Where previously SSP benefited from a captive audience in airports and railway stations, allowing it to charge premium prices for sandwiches and coffee, that audience has now shrunk beyond all recognition thanks to the global pandemic. It was a scenario that SSP would not have countenanced in its worst nightmares.
“And it’s not as if the company can lean on a takeaway service or pick up passing trade from elsewhere – after all, nobody wonders by the Gatwick Airport terminal when they’re taking a daily stroll,” said AJ Bell’s Russ Mould.
“Inevitably its first half results are about as grim as could be, however the question now is to what extent and how quickly its pool of prospective customers will come back. This is entirely out of SSP’s control, depending as it does on the course of the pandemic and the response of global governments.

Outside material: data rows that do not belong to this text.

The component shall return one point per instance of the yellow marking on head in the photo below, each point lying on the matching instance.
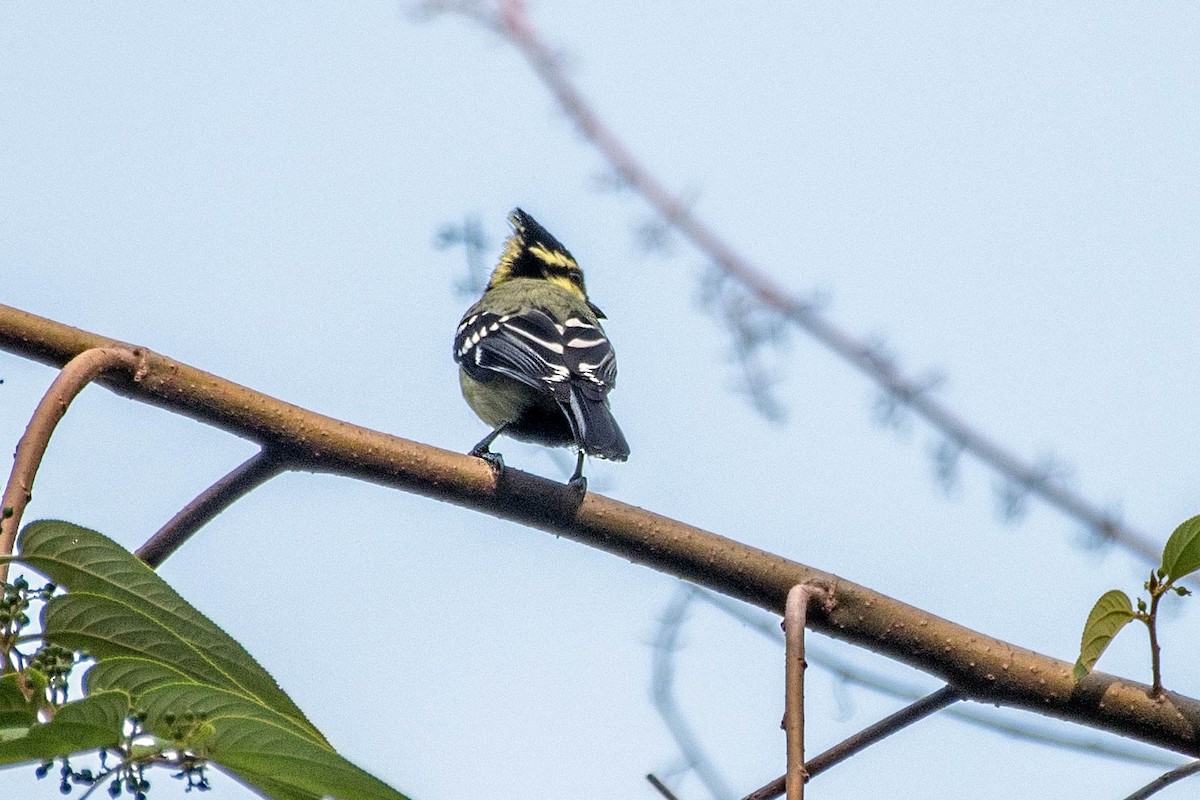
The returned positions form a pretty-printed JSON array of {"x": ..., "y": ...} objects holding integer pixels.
[
  {"x": 552, "y": 257},
  {"x": 564, "y": 282}
]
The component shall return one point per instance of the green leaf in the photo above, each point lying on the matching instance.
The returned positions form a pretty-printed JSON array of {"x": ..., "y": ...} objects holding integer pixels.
[
  {"x": 1181, "y": 554},
  {"x": 256, "y": 744},
  {"x": 1110, "y": 613},
  {"x": 118, "y": 606},
  {"x": 191, "y": 684},
  {"x": 81, "y": 726}
]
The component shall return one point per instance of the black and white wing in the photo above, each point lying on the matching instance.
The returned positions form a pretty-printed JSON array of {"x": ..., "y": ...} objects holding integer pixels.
[
  {"x": 526, "y": 347},
  {"x": 573, "y": 361}
]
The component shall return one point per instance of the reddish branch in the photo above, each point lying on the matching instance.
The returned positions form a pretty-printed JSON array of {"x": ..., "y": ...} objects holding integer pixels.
[
  {"x": 77, "y": 373},
  {"x": 513, "y": 23},
  {"x": 977, "y": 665}
]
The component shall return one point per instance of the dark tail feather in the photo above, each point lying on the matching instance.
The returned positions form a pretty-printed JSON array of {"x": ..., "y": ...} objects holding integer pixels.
[{"x": 595, "y": 432}]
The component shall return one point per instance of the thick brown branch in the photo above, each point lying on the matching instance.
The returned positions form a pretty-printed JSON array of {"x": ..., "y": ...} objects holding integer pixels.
[
  {"x": 979, "y": 666},
  {"x": 79, "y": 371}
]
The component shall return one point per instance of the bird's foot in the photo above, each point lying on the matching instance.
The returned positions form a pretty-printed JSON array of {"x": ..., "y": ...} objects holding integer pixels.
[{"x": 496, "y": 461}]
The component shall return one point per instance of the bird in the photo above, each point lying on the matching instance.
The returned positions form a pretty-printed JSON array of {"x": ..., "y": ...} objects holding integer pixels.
[{"x": 533, "y": 359}]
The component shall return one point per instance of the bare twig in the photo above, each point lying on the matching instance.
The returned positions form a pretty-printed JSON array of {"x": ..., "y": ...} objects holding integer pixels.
[
  {"x": 511, "y": 20},
  {"x": 241, "y": 481},
  {"x": 865, "y": 738},
  {"x": 795, "y": 618},
  {"x": 981, "y": 666},
  {"x": 661, "y": 787},
  {"x": 77, "y": 373},
  {"x": 663, "y": 698},
  {"x": 979, "y": 716},
  {"x": 1165, "y": 780}
]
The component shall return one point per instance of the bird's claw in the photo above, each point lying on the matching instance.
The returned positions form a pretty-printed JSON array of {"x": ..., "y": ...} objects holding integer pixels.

“The group has done pretty much everything it could to batten down the hatches and ride out the current turbulence, cutting costs and raising fresh funds from investors to give it some breathing space despite tens of millions going out the door each month.
“Like the travel operators and airlines, SSP would have been hoping for a more normal summer to really get the turnaround in its fortunes underway but uncertainty prevails.
“At least a boom in staycations and uptick in people travelling by rail in the UK and on domestic flights in the US could provide some comfort to SSP.”